Personal information
- Full name: Paul Davies
- Nationality: British
- Born: 12 October 1966 (age 59) Cardiff, Wales

Sport
- Country: Great Britain
- Sport: Table tennis
- Event: Class 1 singles

Achievements and titles
- Paralympic finals: 2012

Medal record
Table tennis
Representing Great Britain
Paralympic Games
| Bronze medal – third place | 2012 London | Individual – Class 1 |

= Paul Davies (table tennis) =

British table tennis player

Paul Davies (born 12 October 1966) is a Welsh Paralympic table tennis player. Davies, who has played table tennis competitively since 1991, was selected for the 2012 Paralympic Games, and took the bronze medal in the men's individual class 1 event.

==Career history==
Davies was born in 1966 and grew up in Cardiff, Wales, before moving to Cornelly in Bridgend. In 1986 he was involved in a motorbike accident which left him paralyzed.

Davies played table tennis in his free time, but in 1991 he became far more involved in the sport. A veteran of the sport for twenty years, Davies came to prominence in the build-up to the 2012 Summer Paralympics. In the 2011 European Championships in Split, Croatia, he and fellow British player Rob Davies took the silver medal in the class 1 men's team competition.
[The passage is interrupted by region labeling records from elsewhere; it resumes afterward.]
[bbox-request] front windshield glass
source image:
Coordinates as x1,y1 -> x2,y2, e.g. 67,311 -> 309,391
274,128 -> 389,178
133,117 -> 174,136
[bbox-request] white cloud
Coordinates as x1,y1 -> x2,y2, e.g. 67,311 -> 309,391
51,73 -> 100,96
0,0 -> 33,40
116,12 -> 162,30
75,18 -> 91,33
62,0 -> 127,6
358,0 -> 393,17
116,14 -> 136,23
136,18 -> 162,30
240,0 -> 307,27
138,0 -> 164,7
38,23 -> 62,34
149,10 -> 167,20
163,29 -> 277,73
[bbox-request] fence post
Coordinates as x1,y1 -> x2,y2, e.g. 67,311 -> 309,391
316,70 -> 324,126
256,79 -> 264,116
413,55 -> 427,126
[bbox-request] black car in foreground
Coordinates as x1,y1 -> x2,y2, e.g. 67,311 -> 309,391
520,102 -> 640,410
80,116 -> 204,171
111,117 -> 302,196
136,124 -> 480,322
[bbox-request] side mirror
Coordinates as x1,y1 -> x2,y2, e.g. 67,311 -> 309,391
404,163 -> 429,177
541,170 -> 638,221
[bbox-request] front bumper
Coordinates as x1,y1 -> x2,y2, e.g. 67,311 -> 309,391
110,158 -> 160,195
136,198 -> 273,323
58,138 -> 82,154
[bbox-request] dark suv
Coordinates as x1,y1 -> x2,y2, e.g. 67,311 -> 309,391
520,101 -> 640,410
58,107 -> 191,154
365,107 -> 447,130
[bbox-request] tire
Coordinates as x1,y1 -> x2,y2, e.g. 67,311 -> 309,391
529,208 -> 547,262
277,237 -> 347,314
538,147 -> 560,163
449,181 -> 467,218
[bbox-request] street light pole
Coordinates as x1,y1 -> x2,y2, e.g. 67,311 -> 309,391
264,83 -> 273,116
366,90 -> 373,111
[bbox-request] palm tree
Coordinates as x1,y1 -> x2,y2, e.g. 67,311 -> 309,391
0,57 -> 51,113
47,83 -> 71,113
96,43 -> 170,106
In 2012, Davies and Rob Davies entered the Slovakian Open in Bratislava, taking the gold medal in the men's team, while Paul Davies won silver in the men's singles. That year both he and his team mate Davies qualified for the Great Britain team at the 2012 Summer Paralympics in the men's single class 1 event. At the London Paralympics, Davies was placed in group C, along with Andrea Borgato of Italy and Andreas Vevera of Austria. He beat Borgato in straight sets, but Vevera was a harder prospect, Davies coming from 2–1 down to win by three sets to two. This allowed Davies to progress to the semi-finals where he met eventual gold medalist Holger Nikelis of Germany. Nikelis was too strong an opponent on the day, beating Davies in straight sets. Although out of the top medal positions, Davies was placed into bronze medal contention, facing the other semi-final loser, Lee Chang Ho of South Korea. The match went the full five rounds, with Davies the eventual winner, earning him the bronze medal.